Why did they have this superb current affairs broadcaster doing interviews with the stars of Emmerdale, asking them if their own personalities in any way resemble those of their soap characters? What were they thinking of, when they saw him doing those things with Bridget Nielsen?

And there's no point in telling us that Pat is so professional he can do anything. Indeed Pat is so remorselessly professional on screen, if he had been asked to play the role of McMurphy in One Flew Over The Cuckoo's Nest, his performance might not have been quite as memorable as that of Jack Nicholson, but it would still have been... professional.

He could have done it, but he would not have been right for it.

Obviously they had to wait for Tubridy to grow up to give the Late Late to him, but 10 years is still a long time to have Pat keeping the seat warm while he was so eminently capable of other things.

Which raises the spectre of our old friend Questions & Answers, and its role in the misuse of the available talent and the wasting of our precious time. After about two minutes of the first episode of Frontline, it was immediately apparent to me that my implacable opposition to Q&A had, if anything, been understated.

Frontline, with its vigour, its energy, and its lack of obvious lunatics in the audience, has demonstrated that Q&A also managed to

consume the best years of another outstanding broadcaster, John Bowman.

And no doubt it has occurred to Bowman himself, as he enjoys his Monday evenings off, getting his weekly fix of The Apprentice: You're Fired, that presenter Brendan O'Connor never once made it to the panel of Q&A -- for reasons that you don't want to think about either, but which would probably help to explain a lot of other things that went awry at RTE during those lost years.

O'Connor is demonstrating an almost spooky command of both the TV screen and of current affairs commentary. The Q&A crowd didn't see it.

But how they would have loved last week's debate, sparked by Enda Kenny's proposal to abolish the Seanad. On Prime Time, on Tonight With Vincent Browne, on the News, on far too many programmes which feature the political classes, they were loving this one.

It was a gift from Enda to his own kind.

They could get through a whole week bullshitting about the salient aspects: was this a political stunt? Or was it necessary in the context of the cutbacks which everyone else is being asked to make? And by the way, would they not be better off abolishing the Dail because Senator David Norris is such good value ha-ha-ha-ha-ha?

It had a bit of everything -- it allowed commentators to pretend that they are serious people by holding forth on constitutional matters, yet it contained nothing that would be intellectually challenging to the average 12-year-old; it caused a bit of a stir in Leinster House, while being of genuine interest only to the institutionalised. Ah. they were loving it.

And in case there is any confusion here, I should clarify that my principled objection to the reading out of texts and emails on shows such as Browne's, is not based on a desire to give exclusive and uninterrupted access to these established media commentators.
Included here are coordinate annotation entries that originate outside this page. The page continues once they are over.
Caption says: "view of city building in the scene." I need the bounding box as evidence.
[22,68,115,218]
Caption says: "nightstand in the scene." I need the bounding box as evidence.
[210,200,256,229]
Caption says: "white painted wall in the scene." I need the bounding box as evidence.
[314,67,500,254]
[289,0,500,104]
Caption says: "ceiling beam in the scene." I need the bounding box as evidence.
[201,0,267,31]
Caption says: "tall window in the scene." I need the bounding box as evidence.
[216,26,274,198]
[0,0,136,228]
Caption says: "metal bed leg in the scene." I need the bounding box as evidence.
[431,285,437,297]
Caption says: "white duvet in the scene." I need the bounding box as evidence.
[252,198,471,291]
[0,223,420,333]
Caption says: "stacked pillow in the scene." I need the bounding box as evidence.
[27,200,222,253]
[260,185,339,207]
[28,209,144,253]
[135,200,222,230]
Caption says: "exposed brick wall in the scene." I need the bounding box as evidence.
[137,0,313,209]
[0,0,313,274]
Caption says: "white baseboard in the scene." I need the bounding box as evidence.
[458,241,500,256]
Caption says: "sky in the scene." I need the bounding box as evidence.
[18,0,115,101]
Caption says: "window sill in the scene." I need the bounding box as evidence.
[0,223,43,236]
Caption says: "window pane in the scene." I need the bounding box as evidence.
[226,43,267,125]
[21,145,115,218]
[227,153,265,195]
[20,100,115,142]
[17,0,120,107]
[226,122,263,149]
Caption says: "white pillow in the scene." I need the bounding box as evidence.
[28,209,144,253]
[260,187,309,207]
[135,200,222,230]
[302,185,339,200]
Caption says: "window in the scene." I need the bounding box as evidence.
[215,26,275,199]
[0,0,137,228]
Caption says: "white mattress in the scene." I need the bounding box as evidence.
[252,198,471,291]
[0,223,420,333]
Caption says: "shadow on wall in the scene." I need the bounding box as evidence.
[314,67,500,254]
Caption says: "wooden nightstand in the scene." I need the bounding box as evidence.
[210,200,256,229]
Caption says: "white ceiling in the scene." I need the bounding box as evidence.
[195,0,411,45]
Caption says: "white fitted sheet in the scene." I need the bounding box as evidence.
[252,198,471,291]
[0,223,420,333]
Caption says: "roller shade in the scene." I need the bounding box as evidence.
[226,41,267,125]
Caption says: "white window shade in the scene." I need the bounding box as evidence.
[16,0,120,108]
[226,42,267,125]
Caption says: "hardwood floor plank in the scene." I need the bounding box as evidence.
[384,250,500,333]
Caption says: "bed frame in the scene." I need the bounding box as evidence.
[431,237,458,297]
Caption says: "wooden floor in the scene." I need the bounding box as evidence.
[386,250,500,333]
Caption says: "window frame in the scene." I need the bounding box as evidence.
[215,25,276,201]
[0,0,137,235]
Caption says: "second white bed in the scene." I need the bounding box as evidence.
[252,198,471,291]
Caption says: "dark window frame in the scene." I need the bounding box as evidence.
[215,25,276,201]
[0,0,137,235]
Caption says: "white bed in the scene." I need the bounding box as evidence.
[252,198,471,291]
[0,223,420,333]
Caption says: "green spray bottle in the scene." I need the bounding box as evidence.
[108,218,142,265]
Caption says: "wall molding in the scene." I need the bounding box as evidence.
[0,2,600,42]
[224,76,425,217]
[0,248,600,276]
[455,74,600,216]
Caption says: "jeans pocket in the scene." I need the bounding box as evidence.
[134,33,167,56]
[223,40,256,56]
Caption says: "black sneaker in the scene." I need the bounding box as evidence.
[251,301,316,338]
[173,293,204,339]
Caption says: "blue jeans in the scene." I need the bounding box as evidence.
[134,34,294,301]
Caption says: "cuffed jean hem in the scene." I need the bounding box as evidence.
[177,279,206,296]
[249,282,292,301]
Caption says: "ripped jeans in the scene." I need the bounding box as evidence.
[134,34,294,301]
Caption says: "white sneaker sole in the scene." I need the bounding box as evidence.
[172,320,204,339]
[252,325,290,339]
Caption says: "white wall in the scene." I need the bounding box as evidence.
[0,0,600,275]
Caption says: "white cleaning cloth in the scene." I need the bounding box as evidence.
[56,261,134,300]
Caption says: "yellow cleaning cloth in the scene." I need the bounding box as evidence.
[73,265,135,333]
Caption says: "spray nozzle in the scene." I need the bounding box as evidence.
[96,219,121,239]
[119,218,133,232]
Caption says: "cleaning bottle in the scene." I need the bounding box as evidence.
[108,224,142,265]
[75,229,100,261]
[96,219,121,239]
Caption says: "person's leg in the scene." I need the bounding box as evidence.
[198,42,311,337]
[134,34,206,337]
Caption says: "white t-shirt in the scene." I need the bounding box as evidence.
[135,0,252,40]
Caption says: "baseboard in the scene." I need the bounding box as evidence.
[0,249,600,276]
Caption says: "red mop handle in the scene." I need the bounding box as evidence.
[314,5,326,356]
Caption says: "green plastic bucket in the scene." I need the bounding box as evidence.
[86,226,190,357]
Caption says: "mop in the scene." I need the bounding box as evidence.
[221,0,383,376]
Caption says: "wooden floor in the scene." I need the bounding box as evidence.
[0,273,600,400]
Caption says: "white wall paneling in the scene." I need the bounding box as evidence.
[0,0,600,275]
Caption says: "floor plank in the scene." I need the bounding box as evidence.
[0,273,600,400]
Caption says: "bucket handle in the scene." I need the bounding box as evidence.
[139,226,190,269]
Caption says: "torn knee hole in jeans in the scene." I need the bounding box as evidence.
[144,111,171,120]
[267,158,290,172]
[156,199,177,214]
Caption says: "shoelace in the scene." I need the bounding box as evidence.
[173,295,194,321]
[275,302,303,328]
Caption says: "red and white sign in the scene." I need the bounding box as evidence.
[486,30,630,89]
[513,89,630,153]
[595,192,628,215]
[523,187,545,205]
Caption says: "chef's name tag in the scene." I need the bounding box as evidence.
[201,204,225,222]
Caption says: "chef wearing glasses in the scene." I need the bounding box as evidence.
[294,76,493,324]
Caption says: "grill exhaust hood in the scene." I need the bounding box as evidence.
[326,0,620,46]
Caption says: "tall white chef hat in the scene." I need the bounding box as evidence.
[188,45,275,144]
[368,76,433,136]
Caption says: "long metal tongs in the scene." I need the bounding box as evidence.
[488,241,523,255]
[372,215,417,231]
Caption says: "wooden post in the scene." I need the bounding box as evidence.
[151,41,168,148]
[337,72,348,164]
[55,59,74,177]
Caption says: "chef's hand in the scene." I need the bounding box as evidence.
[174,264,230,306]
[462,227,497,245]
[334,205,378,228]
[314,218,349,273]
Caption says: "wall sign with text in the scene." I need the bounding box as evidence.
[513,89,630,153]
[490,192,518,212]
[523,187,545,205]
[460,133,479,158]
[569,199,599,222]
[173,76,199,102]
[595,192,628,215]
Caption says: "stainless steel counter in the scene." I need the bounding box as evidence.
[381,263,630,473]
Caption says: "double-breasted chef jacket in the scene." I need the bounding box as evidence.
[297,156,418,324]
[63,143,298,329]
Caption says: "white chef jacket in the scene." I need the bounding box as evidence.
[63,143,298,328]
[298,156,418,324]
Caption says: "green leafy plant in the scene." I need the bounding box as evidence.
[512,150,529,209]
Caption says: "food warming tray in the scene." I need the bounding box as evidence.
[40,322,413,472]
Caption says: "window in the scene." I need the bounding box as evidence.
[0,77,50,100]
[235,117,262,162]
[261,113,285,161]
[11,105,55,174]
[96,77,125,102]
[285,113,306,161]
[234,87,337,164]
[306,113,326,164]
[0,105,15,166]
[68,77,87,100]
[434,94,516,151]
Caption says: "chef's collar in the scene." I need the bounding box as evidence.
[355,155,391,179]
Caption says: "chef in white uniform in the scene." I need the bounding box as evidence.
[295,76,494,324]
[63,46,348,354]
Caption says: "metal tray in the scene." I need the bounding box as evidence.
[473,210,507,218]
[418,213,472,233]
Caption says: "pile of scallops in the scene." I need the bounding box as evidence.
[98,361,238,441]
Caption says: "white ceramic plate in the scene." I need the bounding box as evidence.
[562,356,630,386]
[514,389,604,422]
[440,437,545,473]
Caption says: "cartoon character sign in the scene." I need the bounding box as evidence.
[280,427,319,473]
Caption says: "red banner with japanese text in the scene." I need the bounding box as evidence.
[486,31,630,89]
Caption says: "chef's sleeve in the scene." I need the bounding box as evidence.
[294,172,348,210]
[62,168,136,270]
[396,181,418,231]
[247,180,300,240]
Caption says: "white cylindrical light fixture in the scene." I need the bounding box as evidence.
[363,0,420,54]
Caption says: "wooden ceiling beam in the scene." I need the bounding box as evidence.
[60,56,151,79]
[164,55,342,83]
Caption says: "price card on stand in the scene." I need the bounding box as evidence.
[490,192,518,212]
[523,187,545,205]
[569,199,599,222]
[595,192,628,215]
In fact nothing could be further from the truth.

No, it is based on a much deeper desire, for a world with just a little bit less bullshit in it.

Because the reading out of texts and emails is based on one of the lies of modern broadcasting, the lie being, that you are connecting with your audience by involving them in this way.

In fact the way to connect with your audience, is by making a brilliant programme.

You can best serve the public, by telling them something they don't know, rather than by repeating back to them what they know already -- leaving aside the small matter that these contributions could be coming from Satan himself.

So it looks like you're taking a lot of trouble, reading out all these vital contributions to the great debate, when in fact you are taking the easy way out.

You are flattering to deceive.

The way to connect with your audience, is by doing the business, baby!